Yeah, but I’d rather put my hand in shit than in most of the discarded gloves I see, especially the latex ones.
Fish it out, toss it in the trash, and wash my hands.
As the father of two kids (and primary household mess-cleaner-upper) I long ago lost any fastidiousness about dealing with shit.
WWJSD
What Would James Sunderland Do?
Stick his whole arm in, without even rolling up his sleeves, to fish that Important Item out.

This is the worst RPG ever.
Probably laugh a little, wait till the rooms clears out and go back to the office and tell my buddy that some piece of shit threw a whole roll of tp in the shitter and just left it there.

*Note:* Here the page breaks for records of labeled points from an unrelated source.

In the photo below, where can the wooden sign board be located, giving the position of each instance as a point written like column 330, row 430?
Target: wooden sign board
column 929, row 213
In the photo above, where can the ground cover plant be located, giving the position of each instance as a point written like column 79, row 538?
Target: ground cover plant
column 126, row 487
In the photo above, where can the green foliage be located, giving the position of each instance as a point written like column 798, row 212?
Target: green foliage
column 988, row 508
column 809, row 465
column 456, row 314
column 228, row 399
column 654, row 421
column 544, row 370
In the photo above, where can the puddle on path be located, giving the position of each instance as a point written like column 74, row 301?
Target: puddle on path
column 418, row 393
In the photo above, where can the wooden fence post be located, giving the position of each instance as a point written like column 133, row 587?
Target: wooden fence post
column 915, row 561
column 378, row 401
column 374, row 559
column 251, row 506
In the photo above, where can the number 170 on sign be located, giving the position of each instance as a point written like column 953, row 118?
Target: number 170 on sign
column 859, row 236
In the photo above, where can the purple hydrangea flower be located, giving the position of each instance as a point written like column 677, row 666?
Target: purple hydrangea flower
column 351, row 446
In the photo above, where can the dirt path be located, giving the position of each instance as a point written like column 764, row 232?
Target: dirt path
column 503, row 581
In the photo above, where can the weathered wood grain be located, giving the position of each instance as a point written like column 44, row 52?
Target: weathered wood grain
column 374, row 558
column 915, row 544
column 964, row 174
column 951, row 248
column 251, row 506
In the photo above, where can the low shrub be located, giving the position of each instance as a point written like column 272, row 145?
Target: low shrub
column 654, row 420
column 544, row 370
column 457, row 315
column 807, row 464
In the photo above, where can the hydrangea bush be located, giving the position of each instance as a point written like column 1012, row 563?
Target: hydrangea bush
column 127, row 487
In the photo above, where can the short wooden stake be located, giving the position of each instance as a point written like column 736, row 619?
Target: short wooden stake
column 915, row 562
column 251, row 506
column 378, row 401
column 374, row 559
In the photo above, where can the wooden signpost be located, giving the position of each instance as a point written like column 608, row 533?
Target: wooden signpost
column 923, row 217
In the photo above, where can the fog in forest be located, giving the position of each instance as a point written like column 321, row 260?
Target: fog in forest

This is what most men would do contrary to what most are claiming in this thread.
Win ![]()
I’m in the camp that says take responsibility, fish it out (hopefully by still being able to grab a dry end), chuck it in the trash and wash hands. It’s kind of a no brainer, really. It sucks, but you have to be an adult, and it’s really only a few seconds of discomfort.
This is what I think, but I’ve seen threads here on the SDMB where people talk about using wads of tissue just to touch a door handle that other people might have soiled. I wonder what those folks would do in this situation. Maybe they’re in the ‘walk away’ camp and have just refrained from posting in this thread.
You spend 10-15 seconds analyzing the situation and come to the conclusion that there is no outcome that will save your dignity.
The best possible outcome is to cause panic and confusion.
Close the toilet lid - you’re not going in there - it’s a lost cause. Get the remaining toilet rolls from the shelf and stack them up on the toilet seat in a pyramid formation, or the closest approximation thereto.
Tear off a three foot length from one roll. If you have a pen that’s great, but if not use your finger and the toilet blue to write: “Death to all infidels!” drape that over the stall door so that people from outside can see it.
Set the toilet roll pyramid on fire from the base.
Get down on your hands and knees and crawl out to an adjoining stall.
Make your escape and if you are seen by anyone yell “terrorist attack in the bathroom!” as you dash towards the elevators. If you are not seen, just walk back to your office and let someone else discover the bathroom horror.
It’s the only way to be sure.
Edit: I joke, of course, I’ve had shit on my hands before. It washes off. Fish the roll out, try not to get it all splashed over yourself and wrap it up in more toilet paper, dispose of it in a bin, and wash your hands and forearms down with soap.
Now that would be an awesome text-based RPG.